In this note I elaborate the proof of a claim regarding Cayley graphs of symmetric groups with transpositions as generators that I found in the book Algebraic Graph Theory by Chris Godsil and Gordon Royle. This claim appears as commentary in Section 3.10 about Transpositions. Here I present it in the form of a theorem along with a complete proof.

Theorem. If \( \mathcal{T} \) is a set of transpositions, then the Cayley graph \( X(\operatorname{Sym}(n), \mathcal{T}) \) has no triangles.

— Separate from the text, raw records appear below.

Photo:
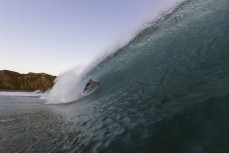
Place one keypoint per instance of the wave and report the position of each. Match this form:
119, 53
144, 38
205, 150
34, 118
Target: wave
178, 54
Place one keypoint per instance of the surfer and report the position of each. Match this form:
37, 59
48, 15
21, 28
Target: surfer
90, 85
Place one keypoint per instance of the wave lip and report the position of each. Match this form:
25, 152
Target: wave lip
21, 94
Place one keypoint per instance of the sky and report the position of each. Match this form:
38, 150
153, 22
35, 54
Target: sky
53, 36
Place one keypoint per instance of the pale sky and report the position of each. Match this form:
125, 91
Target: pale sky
53, 36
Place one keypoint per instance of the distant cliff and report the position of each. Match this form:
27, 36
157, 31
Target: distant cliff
10, 80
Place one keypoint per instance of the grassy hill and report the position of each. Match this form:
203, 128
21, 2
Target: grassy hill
10, 80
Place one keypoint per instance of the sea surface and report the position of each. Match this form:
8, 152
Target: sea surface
166, 91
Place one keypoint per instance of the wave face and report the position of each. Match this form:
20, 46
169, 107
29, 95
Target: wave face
165, 91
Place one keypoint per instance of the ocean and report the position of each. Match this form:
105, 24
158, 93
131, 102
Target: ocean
166, 91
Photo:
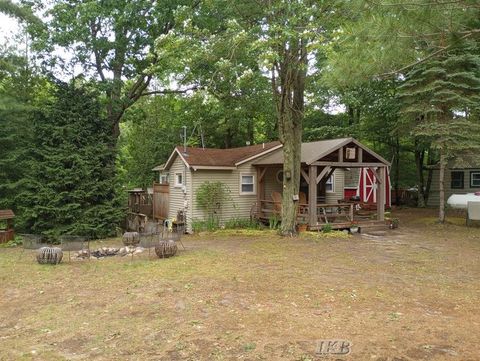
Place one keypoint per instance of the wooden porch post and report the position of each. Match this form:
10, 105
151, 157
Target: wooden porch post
312, 196
260, 189
381, 193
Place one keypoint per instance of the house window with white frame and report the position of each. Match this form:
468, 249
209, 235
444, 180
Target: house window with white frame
247, 183
474, 179
163, 178
178, 179
456, 181
330, 184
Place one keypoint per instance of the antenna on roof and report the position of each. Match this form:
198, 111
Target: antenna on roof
201, 135
184, 139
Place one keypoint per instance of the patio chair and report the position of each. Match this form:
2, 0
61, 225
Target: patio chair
31, 242
72, 243
170, 233
277, 203
473, 212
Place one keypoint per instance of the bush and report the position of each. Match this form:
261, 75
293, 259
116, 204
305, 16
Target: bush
211, 196
243, 223
205, 225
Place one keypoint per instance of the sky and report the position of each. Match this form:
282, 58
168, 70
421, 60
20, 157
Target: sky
8, 28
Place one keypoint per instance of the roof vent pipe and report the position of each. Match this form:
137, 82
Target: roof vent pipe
184, 139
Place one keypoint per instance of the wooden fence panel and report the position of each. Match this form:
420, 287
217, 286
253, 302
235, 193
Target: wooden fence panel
160, 201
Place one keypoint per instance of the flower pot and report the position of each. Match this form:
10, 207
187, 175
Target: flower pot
302, 227
49, 255
166, 249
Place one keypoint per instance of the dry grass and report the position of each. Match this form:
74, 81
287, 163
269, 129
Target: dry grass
410, 294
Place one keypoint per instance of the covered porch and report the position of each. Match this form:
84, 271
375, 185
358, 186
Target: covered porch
316, 207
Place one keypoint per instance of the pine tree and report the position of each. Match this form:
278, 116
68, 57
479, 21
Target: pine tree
72, 185
442, 96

Proof. Suppose the vertices \( a, b, c \in \operatorname{Sym}(n) \) form a triangle in the Cayley graph \( X(\operatorname{Sym}(n), \mathcal{T}). \) Since multiplication by \( a^{-1} \) is an automorphism of the Cayley graph (by the proof of Theorem 3.1.2 that comes earlier), the vertices \( e, ba^{-1}, ca^{-1} \) form a triangle too. Let us label them as \( e, b', c' \) respectively.

Now by the definition of a Cayley graph, for any two vertices \( a, b \in \operatorname{Sym}(n), \) we have \begin{align*} a \sim b & \iff ba^{-1} \in \mathcal{T} \\ & \iff ba^{-1} = g \\ & \iff b = ga \end{align*} for some \( g \in \mathcal{T}. \) Therefore \begin{align*} e \sim b' & \iff b' = ge = g, \\ e \sim c' & \iff c' = he = h, \\ b' \sim c' & \iff c' = lb' \end{align*} for some \( g, h, l \in \mathcal{T}. \) Note that the last equality gives \[ l =c'b'^{-1} = hg^{-1} = hg \in \mathcal{T} \] Therefore \( g, h, hg \in \mathcal{T}. \) However, this is impossible since the product of two transpositions is \( e, \) a \( 3 \)-cycle or a product of two disjoint transpositions. For example, \( (12)(12) = e, \) \( (12)(13) = (123) \) and \( (12)(24) = (12)(24). \) Therefore \( hg \) cannot be a transposition, i.e. \( hg \notin \mathcal{T}. \) This is a contradiction. Therefore the vertices \( a, b, c \) cannot form a triangle. We conclude that the Cayley graph \( X(\operatorname{Sym}(n), \mathcal{T}) \) has no triangles.